С Крымовым иностранные друзья разговаривали горячо, подолгу, иногда беседы у них длились до двух-трёх часов ночи. Когда разговор шёл на французском языке, знакомом Жене с детства, она внимательно вслушивалась, но эти оживлённые рассказы и споры её никогда не захватывали. Назывались люди, о которых она не знала, спорили о статьях, которых она не читала.
Как-то она сказала мужу:
— Знаешь, у меня такое ощущение, словно я аккомпанирую людям, не имеющим музыкального слуха. Они отличают тона, а полтона и четверть тона не различают. Кажется, дело не только в языке, пожалуй, мы разные люди.
Он внезапно рассердился:
— При чём тут они, себя вини в этом. Круг твоих интересов ограничен. Может быть, у тебя именно и нет музыкального слуха.
Она хотела наговорить ему резкостей, но с внезапным смирением тихо сказала:
— У нас и с тобой не много общего.
Однажды к ним пришла большая компания, ватага, как говорил Крымов. Две полные и низкорослые круглолицые учёные женщины из Института мирового хозяйства, индус, которого прозвали Николаем Ивановичем, испанец, англичанин, немец, француз.
Настроение у всех было весёлое, стали просить Николая Ивановича спеть. Голос его звучал странно — высокий, резкий, и тут же печальные, певучие звуки.

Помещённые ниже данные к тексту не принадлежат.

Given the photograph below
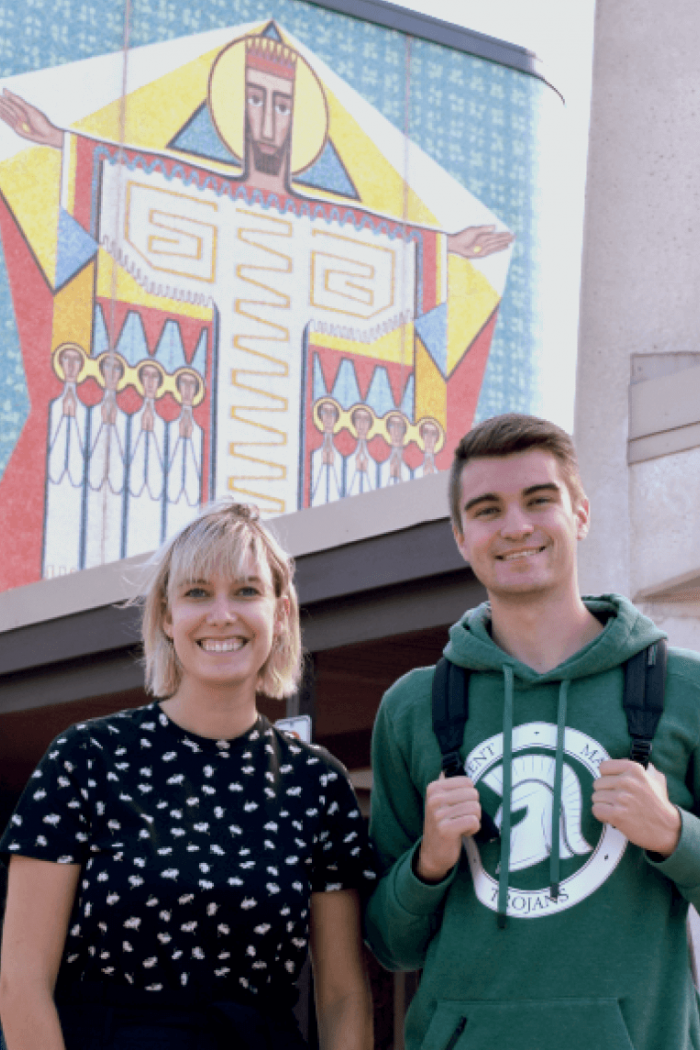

Этот человек в золотых очках, окончивший два университета, автор толстой книги, лежавшей на столе у Крымова, человек с вежливой и холодной улыбкой, привыкший выступать на европейских конгрессах, словно преобразился.
Женя, вслушиваясь в странные, непривычные звуки, искоса поглядывала на индуса — он сидел на диване в позе, которую запечатлели учебники географии,— поджав под себя ноги.
Индус, видимо взволнованный, снял дрожащими тонкими, костяными пальцами очки, стал протирать их белоснежным платком, и близорукие глаза его были полны влаги, стали грустными и милыми.
Решили, что каждый споёт на своём родном языке.
Запел Шарль, журналист, друг Барбюса{56}, в неряшливом, помятом пиджаке, со спутанными волосами, падающими на лоб. Он пел тоненьким, дрожащим голосом песенку фабричных работниц. Его песенка с нарочито простыми, детски наивными словами трогала своей недоуменной грустью.
Потом запел Фриц Гаккен, просидевший полжизни в тюрьмах, профессор-экономист, высокий, с сухим длинным лицом. Он пел, положив на стол сжатые кулаки, известную по исполнению Эрнеста Буша{57} песню «Wir sind die Moorsoldaten»[12]. Песенка обречённых на смерть. И чем дольше он пел, тем угрюмей становилось выражение его лица. Он, видимо, считал, что поёт песню о себе самом, о своей судьбе.
Генри, красивый юноша, приехавший по приглашению ВЦСПС от союза торговых моряков, пел стоя, заложив руки в карманы. Казалось, он поет весёлую, задорную песню, но слова звучали тревожно: моряк думал, что ждёт его впереди, загадывал о тех, кого оставил на берегу…
Когда предложили спеть испанцу, он закашлялся, а потом встал руки по швам и запел «Интернационал».